Dans sa lettre de rupture du 22 décembre 2008, celui-ci reproche, par ailleurs, à la société Gilbert Chon et fils d'avoir imposé à la société Det Danske une augmentation de 19 % de ses prix, comme elle l'avait fait pour la société belge Vinigros à laquelle elle avait même refusé d'exécuter une commande passée le 29 mai 2008 ; la société intimée explique cette augmentation de tarif par la perte d'une partie de la production de Muscadet due à de fortes gelées, à l'origine d'une hausse des prix observée en mai 2008 ; en toute hypothèse, cette hausse des prix, qui a été répercutée par la société Gilbert Chon et fils sur l'ensemble de ses clients, ne peut être regardée comme une circonstance de nature à lui rendre imputable la rupture du contrat d'agence.

Enfin, le grief fait à la société Gilbert Chon et fils d'avoir, par l'intermédiaire d'un autre agent, réalisé une vente au Danemark à un concurrent direct de la société Det Danske, n'est étayé par aucun élément et n'est même pas évoqué par M. Boot dans ses conclusions d'appel.

M. Boot, qui a pris l'initiative de rompre le contrat d'agence le liant à la société Gilbert Chon et fils en l'absence de circonstances permettant d'imputer à celle-ci la rupture, alors qu'il avait lui-même manqué à ses obligations contractuelles en retenant les paiements destinés à son mandant, ne peut dès lors prétendre au paiement de l'indemnité de cessation du contrat prévue à l'article L. 134-12, comme en a décidé le premier juge.

En outre, c'est par des motifs pertinents, que la cour adopte, que le premier juge a condamné M. Boot à payer à la société Gilbert Chon et fils les sommes de 3 477,74 euro en indemnisation de son préjudice commercial lié à la perte de l'ensemble des clients danois attachés à son ancien agent, 624,31 euro correspondant aux frais de recouvrement contentieux exposés inutilement et 1 080 euro au titre de la facture n° 07001270 du 21 janvier 2008, déduction faite de la commission due, demeurée impayée ; il convient d'ajouter que ladite somme de 1 080 euro produira intérêts au taux légal à compter du 17 février 2009, date de réception d'une lettre recommandée de mise en demeure adressée à M. Boot.

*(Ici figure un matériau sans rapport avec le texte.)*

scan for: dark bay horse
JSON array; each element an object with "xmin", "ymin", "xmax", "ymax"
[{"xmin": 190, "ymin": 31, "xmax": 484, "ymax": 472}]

La société Gilbert Chon et fils n'établit pas en quoi elle aurait subi un préjudice d'ordre moral du fait des explications, qu'elle a été contrainte de fournir à la société Det Danske à propos de l'intervention de la société France Contentieux et des agissements de son agent commercial ; le jugement entrepris doit ainsi être confirmé en ce qu'il l'a déboutée de sa demande de paiement de dommages et intérêts de ce chef.

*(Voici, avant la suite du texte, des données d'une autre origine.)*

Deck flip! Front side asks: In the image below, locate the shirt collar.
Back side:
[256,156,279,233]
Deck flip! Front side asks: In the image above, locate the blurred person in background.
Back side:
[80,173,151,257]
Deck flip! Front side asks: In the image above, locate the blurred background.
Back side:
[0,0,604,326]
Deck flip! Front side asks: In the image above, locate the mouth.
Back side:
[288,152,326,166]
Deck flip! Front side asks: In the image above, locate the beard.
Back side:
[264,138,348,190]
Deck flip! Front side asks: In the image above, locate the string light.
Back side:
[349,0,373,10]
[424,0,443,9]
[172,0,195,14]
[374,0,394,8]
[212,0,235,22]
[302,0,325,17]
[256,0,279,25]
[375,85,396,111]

Succombant sur son appel, M. Boot doit être condamné aux dépens, ainsi qu'à payer à la société Gilbert Chon et fils la somme de 1 500 euro au titre des frais exposés et non compris dans les dépens, sur le fondement de l'article 700 du Code de procédure civile.

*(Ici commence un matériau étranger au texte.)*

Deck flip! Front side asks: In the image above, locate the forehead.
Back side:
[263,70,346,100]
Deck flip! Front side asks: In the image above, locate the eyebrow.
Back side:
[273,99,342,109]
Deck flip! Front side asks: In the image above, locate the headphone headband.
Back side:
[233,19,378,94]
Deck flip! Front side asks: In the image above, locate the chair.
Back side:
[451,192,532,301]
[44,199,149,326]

Par ces motifs : LA COUR, Confirme en toutes ses dispositions le jugement du Tribunal de grande instance de Montpellier en date du 20 janvier 2011, Y ajoutant, Dit que la somme de 1 080 euro produira intérêts au taux légal à compter du 17 février 2009, Condamne M. Boot aux dépens d'appel, ainsi qu'à payer à la société Gilbert Chon et fils la somme de 1 500 euro sur le fondement de l'article 700 du Code de procédure civile, Dit que les dépens d'appel seront recouvrés conformément aux dispositions de l'article 699 du même Code.